The Foundation
Started with raw hadith JSON from sunnah.com (49k hadiths across the six canonical books) and
a basic reader. The breakthrough was running every Arabic word through CAMeL Tools, the Cairo
Arabic Morphological Analyzer, to extract three-letter roots. Then building the concordance:
an inverted index mapping every word to every hadith containing it. This was the computational
equivalent of what Fuad Abd al-Baqi did by hand for the Quran in 1945.
49k hadiths
6 books
32,413 words defined
Key files created: word_defs_v2.json concordance.json roots_lexicon.json
Musannaf + Root Bridge + Families
Added Musannaf Ibn Abi Shaybah (37,943 hadiths, not available on Sunnah.com), pushing the
corpus to 87k. Built the Quran–Hadith root bridge: for each of 1,651 Quranic roots, find
every hadith containing a word from that root. Created 39 thematic families grouping roots by
semantic field from al-Raghib al-Isfahani's classical lexicography. Built the isnad parser extracting
narrator chains from Arabic text, and the chord visualizations showing how themes interconnect.
87k hadiths
18 books
384,016 root links
1,201 shared roots (73%)
Key files: quran_hadith_bridge.json family_corpus.json isnad_graph.json chord_matrices.json
Quran bil-Quran + Live App
Built the Quran reader with interactive Arabic text: hover for meaning, click for root panel
with Mufradat al-Quran definitions. The reverse bridge: from any root in the Quran, jump to all
connected hadiths. Deep-link URLs for sharing specific hadiths. GitHub Pages deployment.

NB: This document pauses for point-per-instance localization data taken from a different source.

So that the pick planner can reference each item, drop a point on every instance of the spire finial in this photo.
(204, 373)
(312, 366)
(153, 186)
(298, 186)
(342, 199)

The chord viewer was rebuilt from scratch. The old Book×Family tab was useless
(every book connected to every family proportionally), replaced with Book Distinctiveness
showing only over-represented connections.
Zenodo DOI minted
GitHub Pages live
The Bridge Was Wrong
A user reported that Quran verse 19:85 connected to the wrong hadiths. Investigation revealed
that idInBook restarts at 1 for every chapter in 14 of 18 books. The bridge was matching
hadith #2 in ALL 97 Bukhari chapters instead of the correct one. Every Quran→Hadith filter
had been producing false positives since v1.0. Fixed with chapter-aware IDs, verified 100% accuracy.
Also fixed root word highlighting (isnad suppression was hiding matches) and built the How It Works
guide page with SVG flow diagram.
Bridge IDs rebuilt chapter-aware
0 false positives (verified)
Key files: bridge_ids/*.json (1,324 files) rebuild_bridge_ids.py
Musnad Ahmad Expansion
Musnad Ahmad had only 1,374 hadiths from sunnah.com. The full book has 26,539.
Found the complete Arnaut edition on OpenITI (the Open Islamicate Texts Initiative) and wrote
a parser for their mARkdown format. Corpus jumped from 87k to 112k. Ahmad became the 2nd largest
book. Rebuilt the FAISS semantic index (112k vectors) and uploaded to HuggingFace. Fixed both
HF apps (repo_type bug + Gradio CSS compatibility).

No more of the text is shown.